Unconfirmed reports on Sunday said Ferhat Abdi Şahin, leader of the U.S.-backed terrorist group YPG, held a phone call with Syrian President Ahmed al-Sharaa. Earlier reports have claimed that Şahin would travel to Damascus for talks with al-Sharaa and U.S. envoy Tom Barrack. The phone call was “positive” according to media reports.
The Syrian government, meanwhile, announced that al-Sharaa hosted Barrack at the presidential palace on Sunday.
The YPG has engaged in clashes with the Syrian army for two weeks now and lost control of several districts in and around Aleppo. On Sunday, the Syrian army and tribal forces opposing the YPG managed to recapture more areas in Deir ez-Zour, further pushing back the YPG into its stronghold in the northeast. Among the captured areas are oil fields and a key dam, while clashes escalated around Tishreen, a critical dam in the north controlled by the terrorist group.
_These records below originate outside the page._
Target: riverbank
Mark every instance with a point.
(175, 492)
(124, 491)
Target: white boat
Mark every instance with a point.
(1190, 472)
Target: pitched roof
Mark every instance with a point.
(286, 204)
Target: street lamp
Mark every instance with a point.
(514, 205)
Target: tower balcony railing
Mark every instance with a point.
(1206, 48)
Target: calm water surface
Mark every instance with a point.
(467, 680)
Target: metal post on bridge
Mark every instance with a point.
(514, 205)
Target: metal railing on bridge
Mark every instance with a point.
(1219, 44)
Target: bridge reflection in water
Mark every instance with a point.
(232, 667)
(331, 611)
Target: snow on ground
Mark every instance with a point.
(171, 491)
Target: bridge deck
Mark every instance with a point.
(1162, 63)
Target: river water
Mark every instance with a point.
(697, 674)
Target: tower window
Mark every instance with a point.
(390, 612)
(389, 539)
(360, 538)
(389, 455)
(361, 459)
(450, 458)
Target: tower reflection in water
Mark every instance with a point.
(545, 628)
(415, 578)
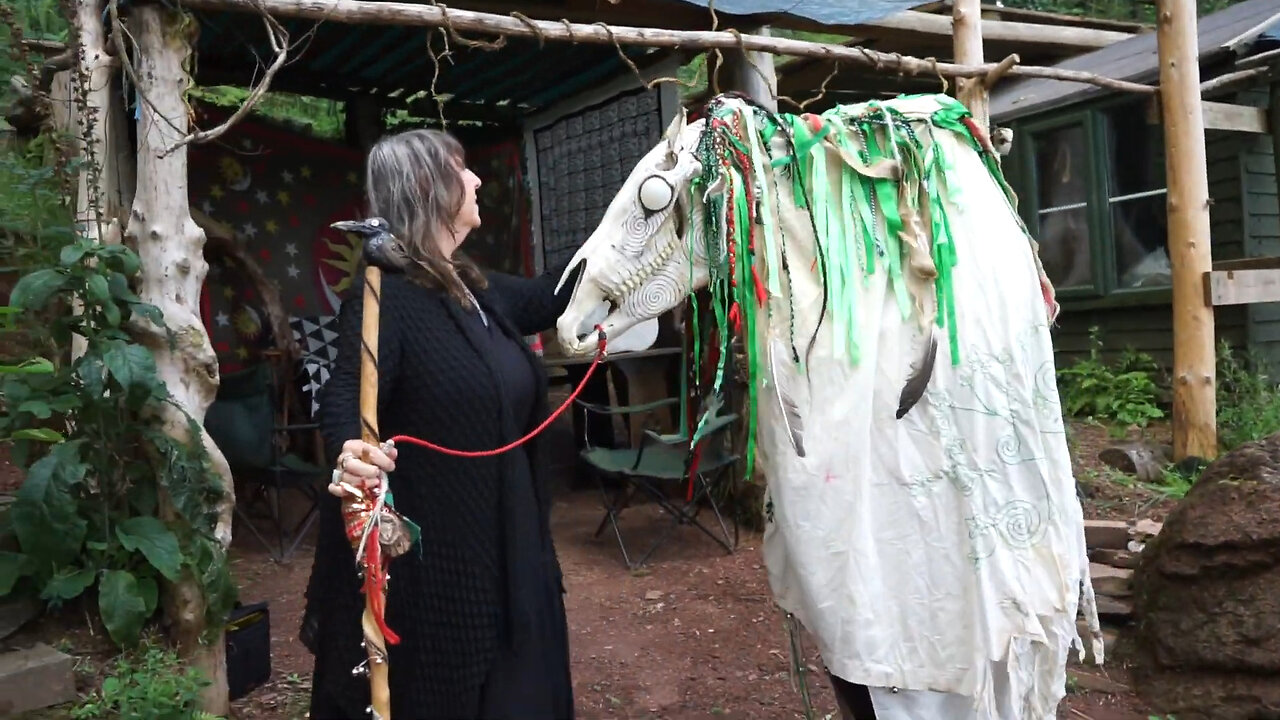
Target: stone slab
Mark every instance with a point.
(35, 678)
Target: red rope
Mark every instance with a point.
(599, 355)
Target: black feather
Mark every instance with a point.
(919, 379)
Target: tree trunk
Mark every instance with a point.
(1189, 253)
(170, 246)
(95, 123)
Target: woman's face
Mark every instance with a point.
(469, 215)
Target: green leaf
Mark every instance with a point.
(112, 313)
(13, 565)
(96, 290)
(41, 434)
(131, 365)
(37, 408)
(33, 290)
(32, 367)
(122, 605)
(155, 541)
(67, 584)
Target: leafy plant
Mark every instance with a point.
(149, 684)
(88, 514)
(1123, 392)
(1248, 401)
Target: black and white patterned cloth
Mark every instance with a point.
(318, 337)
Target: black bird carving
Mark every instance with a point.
(382, 249)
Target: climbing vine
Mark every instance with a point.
(97, 458)
(113, 506)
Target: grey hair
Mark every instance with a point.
(414, 181)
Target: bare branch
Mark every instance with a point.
(279, 39)
(364, 12)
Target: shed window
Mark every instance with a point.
(1063, 205)
(1092, 188)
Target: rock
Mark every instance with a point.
(1106, 533)
(33, 678)
(1111, 582)
(1207, 595)
(1144, 529)
(1115, 557)
(1146, 461)
(1114, 609)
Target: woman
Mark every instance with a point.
(479, 605)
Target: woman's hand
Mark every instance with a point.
(361, 466)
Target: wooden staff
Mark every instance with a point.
(375, 643)
(371, 524)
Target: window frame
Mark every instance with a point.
(1105, 290)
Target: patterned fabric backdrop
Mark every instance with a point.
(280, 190)
(584, 159)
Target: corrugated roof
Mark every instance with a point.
(1134, 59)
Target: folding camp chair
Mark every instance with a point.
(242, 422)
(658, 465)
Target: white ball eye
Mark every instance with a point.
(656, 194)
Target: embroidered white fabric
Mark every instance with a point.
(941, 555)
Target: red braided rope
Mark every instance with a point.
(599, 355)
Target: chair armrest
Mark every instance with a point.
(627, 409)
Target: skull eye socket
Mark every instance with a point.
(656, 194)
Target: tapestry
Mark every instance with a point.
(279, 190)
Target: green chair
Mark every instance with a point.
(242, 420)
(657, 468)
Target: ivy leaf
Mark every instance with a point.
(122, 605)
(131, 365)
(155, 541)
(67, 584)
(13, 565)
(33, 290)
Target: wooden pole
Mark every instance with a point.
(752, 73)
(375, 645)
(1189, 253)
(408, 14)
(967, 40)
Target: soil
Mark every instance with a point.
(694, 634)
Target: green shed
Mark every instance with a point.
(1088, 165)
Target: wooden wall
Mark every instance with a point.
(1261, 228)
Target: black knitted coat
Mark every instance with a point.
(451, 598)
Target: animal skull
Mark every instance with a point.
(638, 260)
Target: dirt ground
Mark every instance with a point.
(695, 634)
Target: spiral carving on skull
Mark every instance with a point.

In the meantime, Şahin spoke to a media outlet linked to the YPG and urged “people to unite around fighting forces.” Şahin told ANHA that they were trying to ease tensions “with the mediation of international powers, and they were working to maintain calm and a cease-fire.”
Escalated offensive by the Syrian army comes after the YPG refused to fully comply with a 2025 deal to integrate into the Syrian army and preferred to retain control of several areas in the north, which it captured amid a security vacuum created by the Syrian civil war. The revolution led by al-Sharaa ended the war in late 2024, and since then, the new administration in Damascus has been working to unite all ethnic and religious groups in the country to rebuild Syria. The YPG claims to represent Syrian Kurds, but Damascus rejects that the ongoing situation is a conflict between Arabs and Kurds.